The British parliament has invited Elon Musk to “discuss the future of Twitter” because we live in deeply wild times.
If Musk agrees to speak to parliamentarians on the Digital, Culture, Media and Sport (DCMS) committee — even virtually — he will be going further than Facebook founder Mark Zuckerberg who (in)famously snubbed repeat calls to testify before it in the wake of the Cambridge Analytica data abuse scandal back in 2018.
Unlike Zuckerberg, who was seeking to evade scrutiny of how exactly Facebook came to allow a firm some of its own staff had dubbed “sketchy” suck up data on millions of users without their knowledge or consent, Musk has no obvious reason to avoid a chinwag with a few of the U.K. parliament’s ‘honorable members’ — besides his general distain for government institutions.
He may also (currently) be too busy trolling owners of NFTs to notice or care about an “invitation to speak” to parliamentarians of a country on the other side of the Atlantic.
But he probably should take up the invite — because it’s a sign of things to come if he succeeds in his mission to own Twitter.
As we reported earlier, there is a growing patchwork of international regulations that already and/or will soon apply to the speech platform. So if Musk become Twitter’s owner, he will be on the hook for decisions that could result in the company being fined substantially for failing to comply with regional/per market rules on content such platforms can legally carry.
Rules that could even see local execs doing prison time for compliance failures in the case of the U.K.’s incoming Online Safety legislation.
In its letter of invitation to Musk which the DCMS committee made public today, it writes that it’s especially interested in his proposal to “authenticate all humans.”
“My committee has noted your proposed acquisition of Twitter and we are interested in the developments you propose,” writes committee chair and MP Julian Knight. “In particular, your intention to roll out verification for all users echoes our calls on the U.K. government as part of proposed legislation, which we hope will restore the U.K. public’s trust in digital platforms.”
Knight goes on to note a 2020 report by the committee on misinformation during the COVID-19 “infodemic” which called for “greater transparency of bots and automated and spam accounts,” as well as referencing its more recent report on the Online Safety Bill — which “discussed ways to balance civil liberties like freedom of expression with the need to tackle pernicious, pervasive online child sexual exploitation and abuse,” as he puts it.
“I therefore wish to take this opportunity to invite you to speak before our committee and discuss your proposals in more depth,” Knight goes on, before suggesting Musk use the British parliament’s public platform to troll his critics (er … careful what you wish for!) — as he writes: “I know you have expressed your wish that critics remain on Twitter and this may present an opportunity to address any critiques in public.”
Critics of the U.K. government’s Online Safety Bill, meanwhile, have long been concerned the government could be leaning toward limiting social media anonymity — in a claimed bid to quash trolling and abuse on online platforms.

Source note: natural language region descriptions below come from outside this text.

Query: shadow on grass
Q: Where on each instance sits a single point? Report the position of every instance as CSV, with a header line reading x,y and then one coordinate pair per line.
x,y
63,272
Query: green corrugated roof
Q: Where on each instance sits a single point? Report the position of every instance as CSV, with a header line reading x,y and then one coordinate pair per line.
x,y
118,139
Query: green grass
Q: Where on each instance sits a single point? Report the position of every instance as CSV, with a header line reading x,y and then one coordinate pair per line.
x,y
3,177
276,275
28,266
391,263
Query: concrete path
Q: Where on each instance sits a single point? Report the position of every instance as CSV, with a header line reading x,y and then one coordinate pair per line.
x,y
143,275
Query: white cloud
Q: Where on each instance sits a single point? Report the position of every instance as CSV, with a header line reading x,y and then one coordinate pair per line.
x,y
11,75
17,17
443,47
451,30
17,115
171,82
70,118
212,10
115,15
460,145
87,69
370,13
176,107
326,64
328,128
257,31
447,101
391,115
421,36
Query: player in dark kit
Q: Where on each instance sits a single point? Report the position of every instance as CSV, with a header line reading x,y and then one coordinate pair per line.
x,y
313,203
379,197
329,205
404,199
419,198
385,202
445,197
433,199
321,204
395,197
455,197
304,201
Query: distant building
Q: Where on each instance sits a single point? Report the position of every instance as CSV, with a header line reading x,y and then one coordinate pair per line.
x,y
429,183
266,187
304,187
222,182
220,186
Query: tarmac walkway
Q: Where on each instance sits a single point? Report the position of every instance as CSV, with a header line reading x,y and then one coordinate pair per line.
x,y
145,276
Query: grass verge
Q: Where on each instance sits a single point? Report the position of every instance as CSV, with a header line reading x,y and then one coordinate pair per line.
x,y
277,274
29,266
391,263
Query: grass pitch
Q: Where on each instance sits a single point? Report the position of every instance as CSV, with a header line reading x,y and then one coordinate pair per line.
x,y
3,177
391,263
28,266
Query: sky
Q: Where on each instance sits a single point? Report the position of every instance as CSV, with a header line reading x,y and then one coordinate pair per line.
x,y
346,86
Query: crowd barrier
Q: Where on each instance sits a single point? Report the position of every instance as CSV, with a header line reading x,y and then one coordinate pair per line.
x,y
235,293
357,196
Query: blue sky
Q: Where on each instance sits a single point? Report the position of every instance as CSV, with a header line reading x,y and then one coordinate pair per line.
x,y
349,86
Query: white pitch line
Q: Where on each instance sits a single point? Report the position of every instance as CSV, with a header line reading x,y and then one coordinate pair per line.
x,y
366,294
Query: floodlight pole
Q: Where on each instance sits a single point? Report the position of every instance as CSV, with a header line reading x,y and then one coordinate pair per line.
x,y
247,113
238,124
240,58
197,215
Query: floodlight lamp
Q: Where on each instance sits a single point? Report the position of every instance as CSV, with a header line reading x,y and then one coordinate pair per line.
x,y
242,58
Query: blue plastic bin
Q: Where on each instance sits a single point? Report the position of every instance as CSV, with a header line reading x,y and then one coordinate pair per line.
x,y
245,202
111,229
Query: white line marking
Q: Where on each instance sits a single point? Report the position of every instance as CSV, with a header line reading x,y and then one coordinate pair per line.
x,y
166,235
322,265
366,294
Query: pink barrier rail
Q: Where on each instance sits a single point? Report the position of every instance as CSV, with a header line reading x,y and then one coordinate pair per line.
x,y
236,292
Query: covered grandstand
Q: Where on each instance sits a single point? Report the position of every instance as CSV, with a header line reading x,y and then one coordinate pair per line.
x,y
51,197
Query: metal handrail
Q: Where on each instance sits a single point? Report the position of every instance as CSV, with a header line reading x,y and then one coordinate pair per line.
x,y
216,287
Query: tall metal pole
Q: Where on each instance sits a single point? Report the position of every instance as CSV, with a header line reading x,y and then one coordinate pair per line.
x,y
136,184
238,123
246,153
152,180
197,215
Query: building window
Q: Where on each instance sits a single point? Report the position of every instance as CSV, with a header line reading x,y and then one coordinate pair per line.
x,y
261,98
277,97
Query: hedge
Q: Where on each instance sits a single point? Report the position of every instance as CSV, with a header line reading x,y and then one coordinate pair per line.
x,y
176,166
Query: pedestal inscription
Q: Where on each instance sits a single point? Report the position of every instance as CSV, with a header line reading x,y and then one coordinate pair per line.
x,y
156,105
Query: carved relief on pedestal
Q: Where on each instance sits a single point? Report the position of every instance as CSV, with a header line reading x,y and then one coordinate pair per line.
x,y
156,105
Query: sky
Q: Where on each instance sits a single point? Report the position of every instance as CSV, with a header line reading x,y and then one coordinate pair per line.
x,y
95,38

However the government unveiled a compromise approach earlier this year that would require the largest platforms to provide users with tools to limit how much (potentially) harmful but technically legal content they get exposed to by offering ways for them to verify their identity and control who can interact with them on the service (e.g., by selecting an option to only receive DMs and replies from verified accounts).
“The onus will be on the platforms to decide which methods to use to fulfil this identity verification duty but they must give users the option to opt in or out,” DCMS wrote in February of the partial authentication addition to what critics already dub a ‘kitchen sink’ bill.
If the government holds to that, the U.K. will avoid a controversial blanket verification requirement mandate for platforms like Twitter — akin to Musk’s “authenticating all humans” idea — although the Online Safety Bill is still undergoing parliamentary scrutiny so there could be further amendments before it becomes law. (And the DCMS committee, at least, appears keen on moar authentication.)
A lot could still happen to change the detail of the incoming legislation. But it’s strange to think that new ownership at a major platform like Twitter could reset the social media speech dial in an even more radical direction than that proposed by the U.K. government — i.e., if Musk really means to force all Twitter account holders through identity verification.
If he does intend that, it could mean the worst of all worlds: An ill-thought-through speech chilling intervention by Musk, which fails to value privacy nor understand the relative risks for users of being forced to trust a third party to (at best) safeguard their identity, combined with the growing mass of restrictions being applied to speech platforms by states and political institutions around the world, some (technically) democratic, others (totally) autocratic, which are tending to take a narrower view on what’s legal to express online.